Owain Glyndŵr Parliament House Machynlleth
By 1404, Owain Glyndŵr had gained support from all over Wales and he called the first Welsh parliament in Machynlleth, Powys. Many Welsh people had grievances against English landowners who took land previously owned by Welsh families. The meeting not only involved representatives from Welsh communities but also those from Scotland, France and Castille in Spain. He was crowned Prince of Wales in front of his supporters and the Bishops of Bangor and St Asaph. Machynlleth was already an important market town in 1404 and is located in the middle of Wales. There is a local tradition that the coronation took place in a medieval building which still stands on Heol Maengwyn.

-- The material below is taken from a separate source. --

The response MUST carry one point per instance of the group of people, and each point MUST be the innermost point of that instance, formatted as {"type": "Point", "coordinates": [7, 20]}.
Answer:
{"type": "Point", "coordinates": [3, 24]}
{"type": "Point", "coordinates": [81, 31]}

Although the roof timbers of the old Parliament House have been succesfully dated by the Royal Commission to c.1470, the site is likely to have been older and therefore this could have been the location of the parliament of 1404. The hall house was restored and an institute built for the town in 1912 by Lord Davies, grandson of David Davies, the wealthy industrialist from Llandinam. The complex was restored as a lasting memoral to Owain Glyndŵr – in the large mural of the battle of Hyddgen by Murray Urquhart, Glyndŵr has the face of Lord Davies! Today, the centre hosts a fascinating exhibition about Owain Glyndŵr, meeting rooms and a cafe.